- Developer: TalonSoft
- Publisher: TalonSoft
- Platform: Windows
- Release: 1998
- Genre: Computer wargame
- Modes: Single-player, multiplayer

= West Front (video game) =

1998 computer wargame

West Front is a 1998 computer wargame developed and published by TalonSoft. It is the sequel to East Front and the second game in the Campaign series.

In 1999, West Front was followed by East Front II: The Russian Front.

==Gameplay==
West Front is a computer wargame that simulates conflict during the Western Front of World War II and the North African campaign.

==Development==
West Front was created with an updated version of the game engine from East Front, its direct predecessor. It is the second entry in TalonSoft's Campaign series.

==Reception==

According to TalonSoft head Jim Rose, West Fronts early sales were strong, and were on track to surpass the roughly 90,000 units sold by its predecessor. By February 2000, the overall Campaign series had achieved global sales above 250,000 copies.

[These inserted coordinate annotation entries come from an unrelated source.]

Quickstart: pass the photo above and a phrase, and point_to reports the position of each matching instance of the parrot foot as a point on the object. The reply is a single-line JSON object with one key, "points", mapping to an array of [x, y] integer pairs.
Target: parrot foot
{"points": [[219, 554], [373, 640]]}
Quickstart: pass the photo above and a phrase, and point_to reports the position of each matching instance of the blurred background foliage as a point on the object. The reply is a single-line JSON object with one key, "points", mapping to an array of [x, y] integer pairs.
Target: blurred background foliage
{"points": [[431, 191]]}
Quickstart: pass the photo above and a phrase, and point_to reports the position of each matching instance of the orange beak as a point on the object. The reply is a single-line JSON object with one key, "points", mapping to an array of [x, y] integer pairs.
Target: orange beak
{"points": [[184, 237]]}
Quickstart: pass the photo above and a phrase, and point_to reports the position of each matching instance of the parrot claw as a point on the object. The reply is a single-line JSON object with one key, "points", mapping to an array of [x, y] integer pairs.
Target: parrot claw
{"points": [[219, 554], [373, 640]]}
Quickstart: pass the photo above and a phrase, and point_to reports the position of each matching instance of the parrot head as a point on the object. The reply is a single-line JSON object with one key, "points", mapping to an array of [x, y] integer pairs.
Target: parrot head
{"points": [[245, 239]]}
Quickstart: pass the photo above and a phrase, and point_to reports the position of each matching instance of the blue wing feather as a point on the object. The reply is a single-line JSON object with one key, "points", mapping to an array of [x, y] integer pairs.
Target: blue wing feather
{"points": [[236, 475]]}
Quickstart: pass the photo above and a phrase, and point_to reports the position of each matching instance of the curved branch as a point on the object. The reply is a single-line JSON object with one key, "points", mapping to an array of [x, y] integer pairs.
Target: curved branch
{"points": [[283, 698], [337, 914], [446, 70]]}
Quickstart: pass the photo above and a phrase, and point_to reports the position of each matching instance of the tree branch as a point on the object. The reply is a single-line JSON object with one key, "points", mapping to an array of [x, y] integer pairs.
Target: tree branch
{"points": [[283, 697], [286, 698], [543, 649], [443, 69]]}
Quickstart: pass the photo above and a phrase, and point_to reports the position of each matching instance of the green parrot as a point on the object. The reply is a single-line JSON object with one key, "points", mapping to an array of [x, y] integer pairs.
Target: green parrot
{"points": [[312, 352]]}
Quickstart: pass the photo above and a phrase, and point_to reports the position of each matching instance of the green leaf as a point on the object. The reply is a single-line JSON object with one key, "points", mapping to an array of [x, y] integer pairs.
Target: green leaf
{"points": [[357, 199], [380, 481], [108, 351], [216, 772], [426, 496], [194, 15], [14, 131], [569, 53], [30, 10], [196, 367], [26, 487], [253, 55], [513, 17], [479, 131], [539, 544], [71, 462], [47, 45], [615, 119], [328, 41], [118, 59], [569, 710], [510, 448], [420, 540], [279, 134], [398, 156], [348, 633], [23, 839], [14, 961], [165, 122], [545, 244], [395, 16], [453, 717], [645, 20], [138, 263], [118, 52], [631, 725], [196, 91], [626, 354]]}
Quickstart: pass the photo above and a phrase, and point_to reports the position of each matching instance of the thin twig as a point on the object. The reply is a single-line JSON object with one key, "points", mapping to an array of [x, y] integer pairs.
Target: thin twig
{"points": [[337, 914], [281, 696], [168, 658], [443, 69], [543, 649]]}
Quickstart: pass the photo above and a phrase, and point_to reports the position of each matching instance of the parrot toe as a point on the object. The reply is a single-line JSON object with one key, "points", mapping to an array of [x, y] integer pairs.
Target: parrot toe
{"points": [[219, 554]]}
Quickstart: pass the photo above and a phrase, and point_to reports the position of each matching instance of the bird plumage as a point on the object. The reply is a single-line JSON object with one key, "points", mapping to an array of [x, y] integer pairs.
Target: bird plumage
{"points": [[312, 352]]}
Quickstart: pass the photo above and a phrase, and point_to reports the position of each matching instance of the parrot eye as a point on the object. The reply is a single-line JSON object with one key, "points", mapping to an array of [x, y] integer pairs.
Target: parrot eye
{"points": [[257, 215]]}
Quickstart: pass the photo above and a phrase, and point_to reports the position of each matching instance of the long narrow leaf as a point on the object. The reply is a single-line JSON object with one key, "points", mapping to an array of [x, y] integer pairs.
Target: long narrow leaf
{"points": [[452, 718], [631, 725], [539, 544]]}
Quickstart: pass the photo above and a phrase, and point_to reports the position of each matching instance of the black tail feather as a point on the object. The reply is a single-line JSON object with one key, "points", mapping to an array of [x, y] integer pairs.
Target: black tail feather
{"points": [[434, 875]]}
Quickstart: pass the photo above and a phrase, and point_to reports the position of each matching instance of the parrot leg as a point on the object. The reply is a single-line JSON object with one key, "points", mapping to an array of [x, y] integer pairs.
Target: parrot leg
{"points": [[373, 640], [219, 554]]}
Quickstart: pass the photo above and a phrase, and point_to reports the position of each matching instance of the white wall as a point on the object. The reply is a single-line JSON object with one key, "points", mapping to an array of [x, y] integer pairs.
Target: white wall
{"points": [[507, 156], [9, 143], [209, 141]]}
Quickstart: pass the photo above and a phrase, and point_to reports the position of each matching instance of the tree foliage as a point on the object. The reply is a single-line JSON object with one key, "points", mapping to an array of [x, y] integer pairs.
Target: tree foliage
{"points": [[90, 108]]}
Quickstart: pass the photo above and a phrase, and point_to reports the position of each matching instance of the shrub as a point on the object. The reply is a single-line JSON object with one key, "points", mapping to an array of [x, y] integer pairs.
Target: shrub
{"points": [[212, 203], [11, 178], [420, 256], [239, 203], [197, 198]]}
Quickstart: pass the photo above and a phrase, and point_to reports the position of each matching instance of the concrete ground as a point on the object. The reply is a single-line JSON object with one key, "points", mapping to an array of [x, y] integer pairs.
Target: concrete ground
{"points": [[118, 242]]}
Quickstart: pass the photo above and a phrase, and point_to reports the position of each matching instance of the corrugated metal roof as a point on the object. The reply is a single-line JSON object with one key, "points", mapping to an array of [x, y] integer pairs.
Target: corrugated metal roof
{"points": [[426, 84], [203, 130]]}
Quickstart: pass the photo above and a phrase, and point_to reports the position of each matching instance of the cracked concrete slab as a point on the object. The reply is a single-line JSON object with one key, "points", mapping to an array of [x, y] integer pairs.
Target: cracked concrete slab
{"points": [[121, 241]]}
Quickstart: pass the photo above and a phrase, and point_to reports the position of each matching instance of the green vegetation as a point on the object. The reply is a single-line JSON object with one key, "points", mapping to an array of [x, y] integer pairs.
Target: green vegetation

The editors of GameSpot nominated West Front for their 1998 "Wargame of the Year" award, which ultimately went to TalonSoft's The Operational Art of War Vol. 1: 1939–1955. They called West Front "much improved" over its "disappointing" predecessor.

Review scores
| Publication | Score |
|---|---|
| Computer Games Strategy Plus | 4/5 |
| Computer Gaming World | 4/5 |
| PC Gamer (US) | 90% |
| CNET Gamecenter | 9/10 |

==Legacy==
The second game in the Campaign series, West Front was followed by East Front II: The Russian Front, Rising Sun and Divided Ground: Middle East Conflict 1948–1973.